Building the Bloods in the AFLW

Sydney Swans leader Maddy Collier believes the new AFLW side can build its own 'Bloods' culture. (Joel Carrett/AAP PHOTOS) (AAP)

Sydney Swans leader Maddy Collier believes the strong core of leaders recruited by the club for its first AFLW season will help lay the foundation of the group's own "Bloods" culture.

Alongside Alana Woodward, Bec Privitelli, Brooke Lochland, Lauren Szigeti, and Lisa Steane, Collier was elected into the Swans' inaugural leadership group by her teammates earlier this month.

The club has yet to name a captain ahead of their season-opening game at home to St Kilda this Saturday.

Alongside coach Scott Gowans, they will now face the challenge of guiding an expansion side seeking to lay its foundations in a non-traditional AFL state already featuring an established AFLW entity in Greater Western Sydney.

Nonetheless, 26-year-old Collier, who has been rehabbing an ankle injury in preseason, believes the "Bloods" culture carried on from the club's years as South Melbourne will help establish standards in a playing group dotted with several versatile players and highlighted by No.1 draft pick Montana Ham.

"I think the biggest thing for us is the leaders that we have at the club are making sure that we show them the ropes and set high standards from the get-go," she told AAP Sport.
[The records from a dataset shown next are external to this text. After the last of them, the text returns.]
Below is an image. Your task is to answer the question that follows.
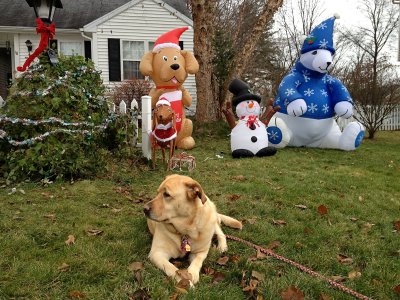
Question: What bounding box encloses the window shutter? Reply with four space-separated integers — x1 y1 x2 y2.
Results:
179 41 184 50
108 39 121 81
84 41 92 60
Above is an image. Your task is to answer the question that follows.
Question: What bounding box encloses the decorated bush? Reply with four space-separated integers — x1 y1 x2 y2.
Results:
0 55 110 183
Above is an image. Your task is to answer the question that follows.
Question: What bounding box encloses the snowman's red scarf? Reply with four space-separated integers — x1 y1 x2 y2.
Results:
240 115 260 128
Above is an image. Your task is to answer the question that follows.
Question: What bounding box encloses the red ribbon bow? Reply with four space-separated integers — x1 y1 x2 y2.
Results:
17 18 56 72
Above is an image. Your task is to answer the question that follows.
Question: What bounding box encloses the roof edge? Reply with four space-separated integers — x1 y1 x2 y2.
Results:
82 0 192 33
0 26 80 34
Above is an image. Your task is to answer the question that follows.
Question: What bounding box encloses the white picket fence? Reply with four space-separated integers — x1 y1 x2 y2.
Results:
337 105 400 131
110 95 152 160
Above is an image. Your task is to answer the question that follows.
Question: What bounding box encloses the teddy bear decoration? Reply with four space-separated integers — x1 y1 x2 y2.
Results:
140 27 199 150
268 15 365 150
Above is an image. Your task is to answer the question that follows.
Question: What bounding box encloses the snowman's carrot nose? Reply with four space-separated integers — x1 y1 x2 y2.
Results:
248 101 254 108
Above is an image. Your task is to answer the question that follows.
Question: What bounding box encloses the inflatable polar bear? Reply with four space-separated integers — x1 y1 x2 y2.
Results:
268 15 365 150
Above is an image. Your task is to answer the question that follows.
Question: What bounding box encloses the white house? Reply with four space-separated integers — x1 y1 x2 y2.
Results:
0 0 197 111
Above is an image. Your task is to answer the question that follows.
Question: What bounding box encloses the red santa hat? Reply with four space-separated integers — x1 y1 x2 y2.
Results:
156 98 171 107
152 27 189 53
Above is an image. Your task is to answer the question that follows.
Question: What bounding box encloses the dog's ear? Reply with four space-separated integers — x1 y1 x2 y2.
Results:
152 108 158 129
139 52 154 76
185 181 207 204
181 50 199 74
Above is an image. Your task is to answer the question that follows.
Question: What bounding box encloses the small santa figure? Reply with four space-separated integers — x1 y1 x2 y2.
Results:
225 79 277 158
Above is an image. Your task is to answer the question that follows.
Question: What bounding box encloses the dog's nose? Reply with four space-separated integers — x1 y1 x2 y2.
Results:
170 64 180 70
143 203 151 216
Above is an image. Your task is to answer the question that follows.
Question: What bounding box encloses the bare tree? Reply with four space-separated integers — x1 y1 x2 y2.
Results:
340 0 400 138
190 0 284 123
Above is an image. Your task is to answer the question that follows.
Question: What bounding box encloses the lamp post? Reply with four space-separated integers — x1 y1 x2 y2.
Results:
26 0 63 25
16 0 63 71
393 0 400 61
25 40 33 54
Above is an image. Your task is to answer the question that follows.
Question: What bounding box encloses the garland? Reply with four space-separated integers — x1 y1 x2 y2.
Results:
0 115 115 147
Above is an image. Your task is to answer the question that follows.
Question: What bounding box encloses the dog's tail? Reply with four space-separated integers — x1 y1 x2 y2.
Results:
218 214 242 230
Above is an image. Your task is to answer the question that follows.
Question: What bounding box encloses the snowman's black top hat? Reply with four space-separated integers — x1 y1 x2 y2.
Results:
229 79 261 107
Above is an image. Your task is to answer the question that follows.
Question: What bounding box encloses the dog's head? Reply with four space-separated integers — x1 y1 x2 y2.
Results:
139 48 199 88
144 174 207 224
153 104 175 126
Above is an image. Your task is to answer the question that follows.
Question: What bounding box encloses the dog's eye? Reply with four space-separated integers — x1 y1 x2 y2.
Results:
173 56 178 61
163 56 168 61
312 50 318 55
163 191 170 198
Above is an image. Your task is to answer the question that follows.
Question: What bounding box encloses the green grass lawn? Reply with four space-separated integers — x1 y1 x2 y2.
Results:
1 123 399 300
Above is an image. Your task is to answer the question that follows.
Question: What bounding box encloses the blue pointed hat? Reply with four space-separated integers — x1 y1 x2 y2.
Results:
301 15 339 54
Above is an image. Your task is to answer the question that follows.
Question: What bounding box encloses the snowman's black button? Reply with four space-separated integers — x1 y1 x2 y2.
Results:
251 136 257 143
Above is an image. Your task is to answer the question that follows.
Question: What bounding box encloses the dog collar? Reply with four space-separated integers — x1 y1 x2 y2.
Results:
156 85 179 90
180 235 191 254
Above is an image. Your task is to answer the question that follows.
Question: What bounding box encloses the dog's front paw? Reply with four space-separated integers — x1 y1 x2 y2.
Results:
186 268 200 285
217 242 228 253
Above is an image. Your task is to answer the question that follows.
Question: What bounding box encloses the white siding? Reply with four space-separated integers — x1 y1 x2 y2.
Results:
93 0 197 112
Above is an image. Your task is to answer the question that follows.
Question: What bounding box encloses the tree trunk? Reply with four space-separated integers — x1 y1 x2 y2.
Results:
221 0 284 104
191 0 218 123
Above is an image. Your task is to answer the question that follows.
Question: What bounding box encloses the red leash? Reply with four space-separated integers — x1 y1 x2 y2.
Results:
226 234 373 300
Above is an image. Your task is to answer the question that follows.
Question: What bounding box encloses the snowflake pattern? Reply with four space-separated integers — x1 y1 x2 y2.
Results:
284 99 290 107
318 22 327 30
326 76 335 84
322 104 330 114
269 129 280 141
304 88 314 97
302 70 311 82
279 80 285 88
275 97 281 104
295 80 301 88
320 89 328 97
322 76 328 84
308 103 318 113
285 88 295 96
288 68 297 77
319 39 329 49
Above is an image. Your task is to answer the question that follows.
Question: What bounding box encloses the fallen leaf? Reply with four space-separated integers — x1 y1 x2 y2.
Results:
242 279 259 296
202 266 215 275
212 271 225 283
231 255 240 263
295 242 304 249
232 175 246 181
350 217 358 222
226 194 241 201
337 254 353 265
217 256 229 266
303 227 312 235
256 249 268 259
294 204 308 210
317 205 328 215
128 289 151 300
112 208 123 213
348 270 362 279
280 286 305 300
358 196 364 202
267 240 281 250
86 229 103 236
393 284 400 294
176 269 192 282
246 218 257 224
361 223 375 231
319 293 332 300
58 263 70 272
69 290 85 298
331 275 346 282
272 219 286 226
128 262 144 272
393 220 400 232
251 270 264 281
175 279 190 294
65 235 75 245
44 214 56 221
168 293 179 300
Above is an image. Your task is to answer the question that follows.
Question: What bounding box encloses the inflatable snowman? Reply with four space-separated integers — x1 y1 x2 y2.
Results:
228 79 277 158
268 15 365 151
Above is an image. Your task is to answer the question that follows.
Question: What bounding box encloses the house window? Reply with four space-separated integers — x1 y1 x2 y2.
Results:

"I think the club has been really good in that space as well; inducting us in and really making it a one-club feeling. That's been really awesome for us.

"The biggest thing will be driving high standards and really buying into the culture that the club represents so well."

Raised in Nowra on the NSW South Coast, Collier was a foundation player for Greater Western Sydney's AFLW program and played 15 games in orange before moving to Perth and logging 19 matches at West Coast.

Now returning to her home state in red and white, she welcomed the growth of opportunities for female AFL players in Australia's most populous state.

"I think it's awesome. When I was growing up there wasn't much AFL around, I would have loved to have done Auskick when I was little," said Collier.

"Now to see that there's a pathway to go from Auskick all the way through to the AFLW is awesome to see. It's really good for women in sport in general. It's fantastic to have both clubs on board in the AFLW competition."